Saturday, October 18, 2008

John and the Giant Cholesterol

This is such an amazing story that I just have to share it even tho it's not about MS, Fingolimod, or ME.

John, my boyfriend and father of my child, has always been one of those guys who took his health totally for granted. He smokes, he drinks, and he hasn't let a vegetable pass his lips in years unless you count lettuce and tomato on a Wendy's double cheeseburger as a salad.

A year or so ago he started noticing he had no energy. He also was out of work at the time due to this recession we're not having or the depression we're not in, one or the other. He's in the construction business and people just quit building houses all of a sudden.

Probably a lucky thing for him because he didn't have the energy to get out of the recliner, let alone climb scaffolding.

Then, in May of this year, his Dad passed away. He was in his 80's and had cancer, but had suffered several heart attacks before that. His brother who isn't that many years his senior has had his share of heart attacks as well.

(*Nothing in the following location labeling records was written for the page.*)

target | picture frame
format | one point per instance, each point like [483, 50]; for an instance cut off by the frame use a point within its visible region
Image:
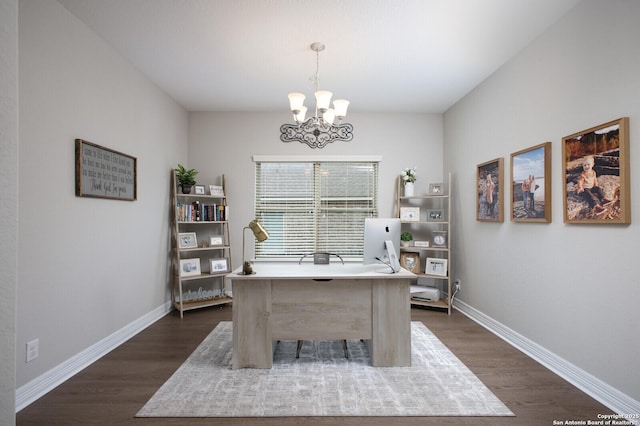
[190, 267]
[410, 214]
[436, 189]
[216, 190]
[410, 261]
[436, 266]
[490, 198]
[187, 240]
[216, 240]
[435, 215]
[105, 173]
[601, 197]
[218, 265]
[531, 184]
[439, 239]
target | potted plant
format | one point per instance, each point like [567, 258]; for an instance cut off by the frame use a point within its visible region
[186, 178]
[405, 239]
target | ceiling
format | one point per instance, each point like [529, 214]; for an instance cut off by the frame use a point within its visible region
[382, 55]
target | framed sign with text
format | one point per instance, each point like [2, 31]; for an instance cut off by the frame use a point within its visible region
[104, 173]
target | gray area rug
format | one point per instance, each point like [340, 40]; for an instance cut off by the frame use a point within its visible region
[322, 382]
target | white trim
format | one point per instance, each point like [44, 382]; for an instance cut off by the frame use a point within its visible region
[46, 382]
[597, 389]
[316, 158]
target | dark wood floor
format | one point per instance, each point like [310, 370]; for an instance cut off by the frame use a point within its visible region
[112, 390]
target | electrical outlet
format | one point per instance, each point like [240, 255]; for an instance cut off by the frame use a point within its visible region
[32, 349]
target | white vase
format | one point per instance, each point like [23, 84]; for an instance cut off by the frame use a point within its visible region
[408, 189]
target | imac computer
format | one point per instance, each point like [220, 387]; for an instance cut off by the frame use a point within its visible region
[381, 237]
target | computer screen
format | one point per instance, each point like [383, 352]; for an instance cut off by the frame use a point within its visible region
[376, 232]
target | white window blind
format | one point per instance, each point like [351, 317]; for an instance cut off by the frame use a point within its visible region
[310, 206]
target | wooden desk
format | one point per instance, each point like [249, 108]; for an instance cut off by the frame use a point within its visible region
[287, 301]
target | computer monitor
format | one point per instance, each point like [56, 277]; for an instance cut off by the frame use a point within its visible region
[377, 231]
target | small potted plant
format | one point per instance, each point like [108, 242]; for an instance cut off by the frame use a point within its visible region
[405, 239]
[186, 178]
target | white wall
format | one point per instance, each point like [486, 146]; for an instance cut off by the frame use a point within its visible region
[86, 267]
[224, 143]
[8, 204]
[571, 288]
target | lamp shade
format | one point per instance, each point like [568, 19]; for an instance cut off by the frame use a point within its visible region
[340, 106]
[323, 100]
[296, 101]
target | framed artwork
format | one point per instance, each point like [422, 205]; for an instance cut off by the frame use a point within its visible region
[216, 190]
[216, 240]
[531, 184]
[104, 173]
[436, 189]
[410, 261]
[410, 214]
[596, 186]
[219, 265]
[489, 190]
[436, 266]
[187, 240]
[439, 238]
[435, 215]
[189, 267]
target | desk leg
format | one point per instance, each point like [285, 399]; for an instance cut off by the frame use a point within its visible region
[252, 341]
[391, 341]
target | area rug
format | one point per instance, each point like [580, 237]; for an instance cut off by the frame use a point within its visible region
[322, 382]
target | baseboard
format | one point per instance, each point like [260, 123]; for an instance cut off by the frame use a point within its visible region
[39, 386]
[605, 394]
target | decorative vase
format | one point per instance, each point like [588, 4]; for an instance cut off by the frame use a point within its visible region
[408, 189]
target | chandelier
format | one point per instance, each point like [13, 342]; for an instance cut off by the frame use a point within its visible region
[325, 126]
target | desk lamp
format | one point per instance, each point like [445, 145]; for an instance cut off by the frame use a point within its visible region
[261, 235]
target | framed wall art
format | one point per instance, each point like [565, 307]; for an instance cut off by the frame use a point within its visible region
[189, 267]
[219, 265]
[410, 214]
[531, 184]
[489, 191]
[187, 240]
[596, 183]
[104, 173]
[410, 261]
[436, 266]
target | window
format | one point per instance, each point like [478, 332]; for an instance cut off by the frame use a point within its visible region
[309, 206]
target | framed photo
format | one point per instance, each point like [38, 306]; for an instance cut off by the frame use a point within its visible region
[410, 214]
[436, 189]
[187, 240]
[531, 184]
[489, 185]
[216, 190]
[189, 267]
[216, 240]
[410, 261]
[436, 266]
[104, 173]
[596, 187]
[219, 265]
[439, 238]
[435, 215]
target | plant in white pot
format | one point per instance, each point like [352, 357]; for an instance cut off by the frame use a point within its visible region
[409, 177]
[186, 178]
[405, 239]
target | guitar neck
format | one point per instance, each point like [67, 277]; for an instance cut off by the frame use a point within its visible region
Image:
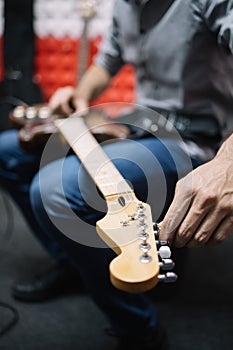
[105, 175]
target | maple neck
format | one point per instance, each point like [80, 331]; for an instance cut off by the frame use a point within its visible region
[105, 175]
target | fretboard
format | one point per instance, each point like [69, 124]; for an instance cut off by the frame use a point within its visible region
[105, 175]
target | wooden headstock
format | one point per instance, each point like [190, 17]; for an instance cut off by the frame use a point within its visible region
[129, 232]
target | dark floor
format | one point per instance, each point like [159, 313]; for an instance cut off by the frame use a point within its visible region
[198, 317]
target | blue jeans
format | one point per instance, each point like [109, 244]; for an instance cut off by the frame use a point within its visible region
[62, 205]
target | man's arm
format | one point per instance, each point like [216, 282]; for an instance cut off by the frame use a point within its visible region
[202, 209]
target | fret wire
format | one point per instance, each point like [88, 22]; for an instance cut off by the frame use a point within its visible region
[89, 151]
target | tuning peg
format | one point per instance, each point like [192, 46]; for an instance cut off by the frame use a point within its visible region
[167, 264]
[168, 277]
[156, 230]
[162, 243]
[164, 252]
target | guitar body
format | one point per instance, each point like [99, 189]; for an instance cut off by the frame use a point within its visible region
[37, 123]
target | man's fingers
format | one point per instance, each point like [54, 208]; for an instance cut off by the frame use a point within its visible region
[223, 231]
[175, 215]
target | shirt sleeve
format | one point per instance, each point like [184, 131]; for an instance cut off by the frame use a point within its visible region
[109, 56]
[218, 15]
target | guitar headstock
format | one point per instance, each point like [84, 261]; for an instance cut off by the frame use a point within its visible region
[87, 8]
[131, 233]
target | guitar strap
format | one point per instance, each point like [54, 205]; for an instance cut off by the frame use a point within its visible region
[18, 59]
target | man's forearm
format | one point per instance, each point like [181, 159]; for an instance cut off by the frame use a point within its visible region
[227, 148]
[94, 82]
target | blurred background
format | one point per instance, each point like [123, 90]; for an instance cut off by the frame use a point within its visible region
[44, 44]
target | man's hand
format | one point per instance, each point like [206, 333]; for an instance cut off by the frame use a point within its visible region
[64, 101]
[202, 210]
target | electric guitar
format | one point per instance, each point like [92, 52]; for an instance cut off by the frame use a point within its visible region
[127, 228]
[36, 122]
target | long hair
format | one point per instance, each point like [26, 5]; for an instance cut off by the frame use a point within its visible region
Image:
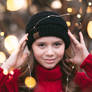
[66, 68]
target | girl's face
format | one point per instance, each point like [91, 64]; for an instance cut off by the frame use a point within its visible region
[48, 51]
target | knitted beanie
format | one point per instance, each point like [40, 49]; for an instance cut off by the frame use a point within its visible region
[44, 24]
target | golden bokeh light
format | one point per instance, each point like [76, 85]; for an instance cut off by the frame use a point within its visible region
[69, 10]
[56, 4]
[2, 57]
[78, 15]
[14, 5]
[2, 33]
[68, 23]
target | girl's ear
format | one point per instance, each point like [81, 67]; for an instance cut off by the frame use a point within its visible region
[69, 52]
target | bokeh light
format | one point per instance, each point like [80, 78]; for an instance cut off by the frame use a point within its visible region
[89, 29]
[56, 4]
[14, 5]
[2, 57]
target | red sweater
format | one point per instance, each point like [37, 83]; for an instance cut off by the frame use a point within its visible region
[49, 80]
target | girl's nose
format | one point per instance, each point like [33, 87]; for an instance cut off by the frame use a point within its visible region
[50, 51]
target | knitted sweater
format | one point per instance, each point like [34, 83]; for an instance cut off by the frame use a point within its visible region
[49, 80]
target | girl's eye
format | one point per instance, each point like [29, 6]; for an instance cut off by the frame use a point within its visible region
[57, 44]
[41, 45]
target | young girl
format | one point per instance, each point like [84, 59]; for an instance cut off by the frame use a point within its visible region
[48, 39]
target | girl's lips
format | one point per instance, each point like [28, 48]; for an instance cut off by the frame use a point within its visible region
[49, 60]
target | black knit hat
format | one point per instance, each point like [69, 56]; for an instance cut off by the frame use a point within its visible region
[47, 23]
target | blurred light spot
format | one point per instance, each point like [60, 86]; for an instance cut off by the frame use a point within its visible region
[11, 72]
[33, 9]
[2, 8]
[10, 43]
[89, 3]
[89, 29]
[80, 1]
[81, 11]
[14, 5]
[30, 82]
[68, 0]
[5, 71]
[2, 57]
[78, 15]
[89, 9]
[56, 4]
[68, 23]
[2, 33]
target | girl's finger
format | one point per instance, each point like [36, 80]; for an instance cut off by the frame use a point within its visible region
[75, 41]
[24, 38]
[81, 38]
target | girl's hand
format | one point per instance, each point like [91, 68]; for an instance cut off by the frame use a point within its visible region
[79, 49]
[18, 57]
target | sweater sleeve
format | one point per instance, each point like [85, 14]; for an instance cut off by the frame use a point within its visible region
[8, 82]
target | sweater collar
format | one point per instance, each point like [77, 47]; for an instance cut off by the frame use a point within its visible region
[43, 74]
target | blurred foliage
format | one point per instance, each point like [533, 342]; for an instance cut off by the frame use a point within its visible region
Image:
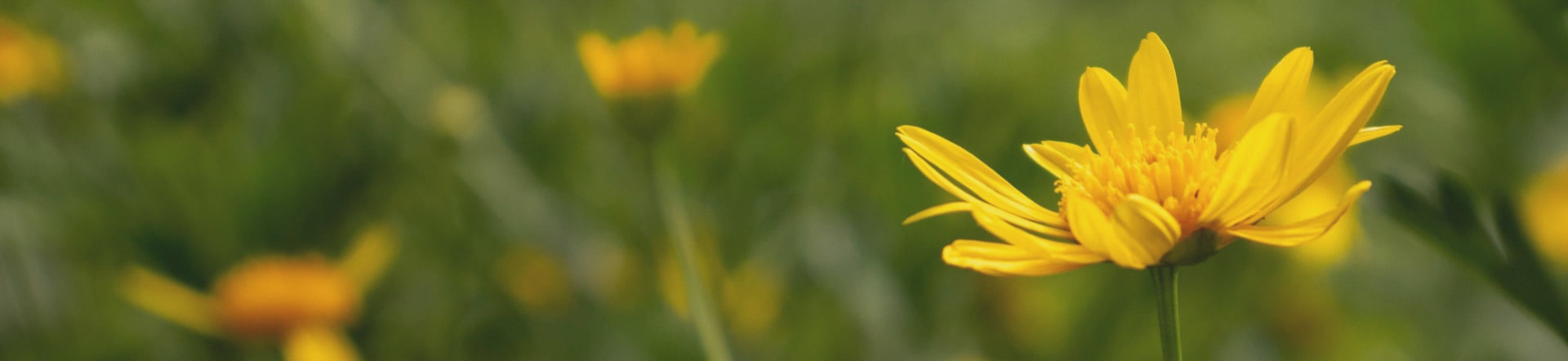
[1482, 233]
[189, 136]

I think facing his Dad's mortality is what caused him to decided to see a doctor for practically the first time since I've known him. What he found out was astounding.

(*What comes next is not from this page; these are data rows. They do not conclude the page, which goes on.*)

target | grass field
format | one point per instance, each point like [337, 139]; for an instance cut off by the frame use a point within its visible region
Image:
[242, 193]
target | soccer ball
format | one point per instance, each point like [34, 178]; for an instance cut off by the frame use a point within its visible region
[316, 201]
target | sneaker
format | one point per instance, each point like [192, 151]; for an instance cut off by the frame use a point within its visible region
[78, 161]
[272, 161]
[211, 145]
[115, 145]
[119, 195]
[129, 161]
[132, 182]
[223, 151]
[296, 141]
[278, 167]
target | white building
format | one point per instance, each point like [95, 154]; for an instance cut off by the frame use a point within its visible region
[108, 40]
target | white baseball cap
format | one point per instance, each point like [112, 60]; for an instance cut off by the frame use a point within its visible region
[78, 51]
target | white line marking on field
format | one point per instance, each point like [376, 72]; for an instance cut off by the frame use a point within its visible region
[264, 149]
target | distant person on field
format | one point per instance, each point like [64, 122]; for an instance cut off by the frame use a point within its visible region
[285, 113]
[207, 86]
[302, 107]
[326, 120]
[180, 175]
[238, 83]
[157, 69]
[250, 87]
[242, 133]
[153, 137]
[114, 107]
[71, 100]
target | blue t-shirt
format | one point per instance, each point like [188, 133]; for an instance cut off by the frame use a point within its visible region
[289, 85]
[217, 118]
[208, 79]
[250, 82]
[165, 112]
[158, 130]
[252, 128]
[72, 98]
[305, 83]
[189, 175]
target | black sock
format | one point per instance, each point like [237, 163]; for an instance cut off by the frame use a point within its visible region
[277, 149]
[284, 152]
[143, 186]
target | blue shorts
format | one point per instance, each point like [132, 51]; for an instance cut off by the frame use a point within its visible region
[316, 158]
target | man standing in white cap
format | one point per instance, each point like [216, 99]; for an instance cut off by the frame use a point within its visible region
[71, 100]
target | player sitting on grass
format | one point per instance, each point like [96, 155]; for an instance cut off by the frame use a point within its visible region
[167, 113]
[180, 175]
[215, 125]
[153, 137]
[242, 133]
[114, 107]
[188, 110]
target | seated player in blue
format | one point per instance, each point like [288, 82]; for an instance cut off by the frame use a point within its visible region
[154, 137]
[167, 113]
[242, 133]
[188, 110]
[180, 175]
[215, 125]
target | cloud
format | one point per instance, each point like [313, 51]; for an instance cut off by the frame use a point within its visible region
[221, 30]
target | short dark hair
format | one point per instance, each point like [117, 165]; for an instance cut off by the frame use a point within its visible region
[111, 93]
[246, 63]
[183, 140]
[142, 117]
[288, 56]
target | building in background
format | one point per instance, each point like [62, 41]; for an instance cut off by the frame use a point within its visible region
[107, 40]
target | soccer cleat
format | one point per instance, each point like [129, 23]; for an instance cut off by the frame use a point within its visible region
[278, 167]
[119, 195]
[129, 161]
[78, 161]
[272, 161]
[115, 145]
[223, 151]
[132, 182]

He had super high blood pressure. I never did find out the exact number but it was 200something/100something. But that wasn't even the really disturbing part... he also has super high cholesterol. THAT number I will never forget: 1149. No, I didn't stutter on that "1", 1-1-4-9!!

Doc gave him some blood pressure medicine and a nutrition sheet about good and bad foods for cholesterol-lowering. He said he would put him on meds for the cholesterol but couldn't because John was a heavy drinker, downing a gallon of rum per week along with countless six packs. He said "if you can get your drinking down to just 2 beers per day, then I can put you on medication. Until then, my hands are tied and you are a walking time bomb for a heart attack."

When he told me all this, I was amazed myself that he hadn't yet keeled over.

So, FINALLY he's been scared straight, so to speak, and is taking the fact that "you are what you eat" is more than a saying spouted by vegetarians and other "whole food eating, Mother Earth News reading hippies". Gee, maybe they were onto something, ya think?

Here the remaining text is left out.